You may have noticed that healthy food at the grocery store can cost more than unhealthy high-fat or high-sugar food. A huge bag of chips for example, could cost less than a bag of greens.

Fret no more!! We’ve got budget-friendly tips for you to use when food shopping for your family.

  • Buy in Bulk. While it might cost more to buy huge sizes of grains, nuts or even spices, you’ll save money in the long run. Food suppliers can charge less when they can spend less on packaging. And when you’re not buying all that packaging (better for the environment) you can save money too.
  • Buy In-Season. Grocery stores buy food that is in season to save money. You can do the same. Load up on those berries. If you have more than your family can eat in a week, you can freeze them before they start to go bad. Trying separating them and placing them on a cookie sheet before freezing so they don’t clump together. Then you can transfer to a plastic tub or bag, and eat them a few at a time in smoothies. Summer is the best time for strawberries, cherries, peaches and plums.

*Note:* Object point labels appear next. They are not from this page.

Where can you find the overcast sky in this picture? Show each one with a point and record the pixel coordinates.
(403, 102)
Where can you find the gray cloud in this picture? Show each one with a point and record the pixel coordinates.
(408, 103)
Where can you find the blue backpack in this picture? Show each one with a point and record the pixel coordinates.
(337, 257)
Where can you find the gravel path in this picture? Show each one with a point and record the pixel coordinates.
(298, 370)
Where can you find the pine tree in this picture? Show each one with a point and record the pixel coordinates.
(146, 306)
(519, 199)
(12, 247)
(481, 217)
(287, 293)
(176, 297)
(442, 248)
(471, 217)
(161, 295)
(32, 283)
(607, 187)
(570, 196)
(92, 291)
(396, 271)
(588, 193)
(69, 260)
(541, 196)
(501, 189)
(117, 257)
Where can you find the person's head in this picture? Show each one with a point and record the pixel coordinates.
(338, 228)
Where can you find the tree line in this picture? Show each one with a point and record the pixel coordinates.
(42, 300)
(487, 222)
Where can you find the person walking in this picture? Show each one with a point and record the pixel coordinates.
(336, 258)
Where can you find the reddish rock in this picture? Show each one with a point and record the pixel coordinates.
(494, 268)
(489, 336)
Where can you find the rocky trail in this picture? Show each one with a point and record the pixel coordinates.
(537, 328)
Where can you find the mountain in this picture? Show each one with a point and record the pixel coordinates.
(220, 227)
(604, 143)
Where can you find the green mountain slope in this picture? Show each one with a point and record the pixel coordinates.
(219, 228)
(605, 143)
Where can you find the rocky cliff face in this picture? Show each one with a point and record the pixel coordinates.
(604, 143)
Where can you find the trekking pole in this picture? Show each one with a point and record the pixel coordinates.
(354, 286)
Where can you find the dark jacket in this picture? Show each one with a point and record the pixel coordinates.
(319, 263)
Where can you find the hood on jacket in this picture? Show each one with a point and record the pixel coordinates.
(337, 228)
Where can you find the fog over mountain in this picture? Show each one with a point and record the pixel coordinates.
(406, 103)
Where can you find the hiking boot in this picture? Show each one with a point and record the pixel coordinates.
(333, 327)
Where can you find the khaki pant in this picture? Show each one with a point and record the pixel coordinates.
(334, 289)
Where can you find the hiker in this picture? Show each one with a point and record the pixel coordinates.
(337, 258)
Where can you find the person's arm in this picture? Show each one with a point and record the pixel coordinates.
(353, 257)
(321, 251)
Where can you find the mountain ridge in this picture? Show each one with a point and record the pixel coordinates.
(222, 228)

  • Buy Off Brands / Store Brands. Read the labels. Store brands often have the same nutrition value as the name brands. Whole Foods 365, Wegmans, Trader Joe’s and Cub Foods all have a number of store brand products.

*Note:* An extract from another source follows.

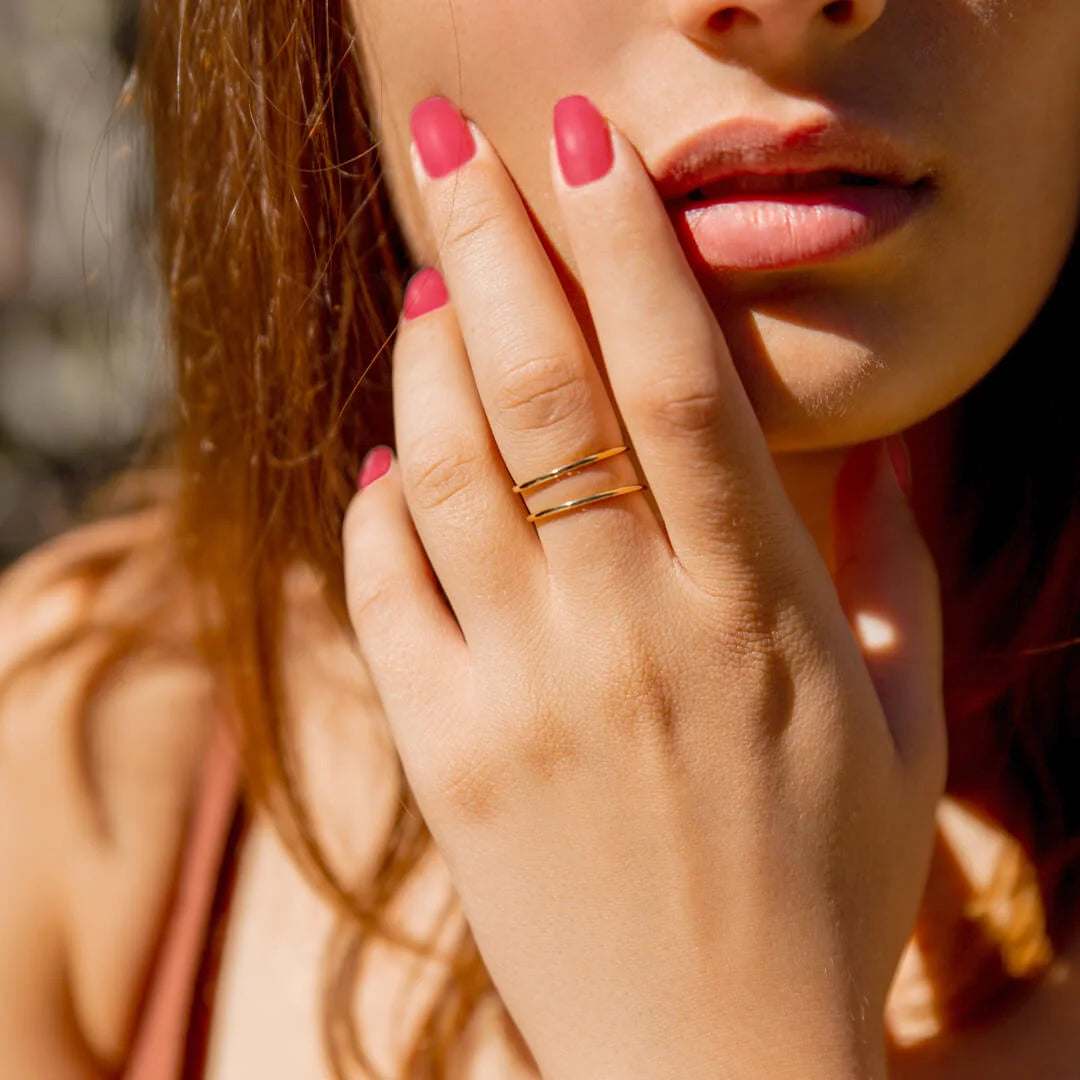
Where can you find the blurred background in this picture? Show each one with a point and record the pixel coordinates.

  • Buy Organic Occasionally. Some foods you don’t need to buy organic at all – like a banana where you peel the fruit and throw away the peel. Don’t worry about buying non-organic corn, cabbage, avocados, onions and pineapples which absorb chemicals minimally compared to others foods such as tomatoes, strawberries or apples.
  • Eat Your Leftovers. This may take some getting used to although we think some dishes are actually better the second time around. We like leftover spaghetti, lasagna and pizza. Many leftover meats, such as chicken, are very tasty when eaten cold or cut up and added to a salad. You can also search for recipes that use the same or similar ingredients to repurpose leftover food into new dishes.

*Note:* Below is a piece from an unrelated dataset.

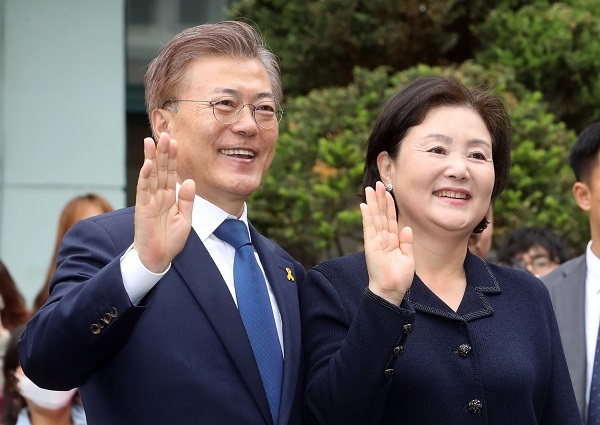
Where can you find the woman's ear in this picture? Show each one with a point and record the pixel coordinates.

  • Find a Farmer. Can you find a farmer’s market nearby? Just like the grocery store, you’ll find that you can buy in bulk and buy what is in season. Some vegetables, such as corn that has been cut off the cob, freeze just as well as the fruits.
  • Make Your Own. Pre-made sauces and dressings can be expensive – and may not even taste as good as ones you can make at home. They are also often filled with added sugar or sodium.  If you have a few ingredients on hand at all times, like olive oil, vinegar, garlic and mustard, you can be your own gourmet chef on a budget.

We hope these tips will get you thinking of other ways to stretch the family food dollar.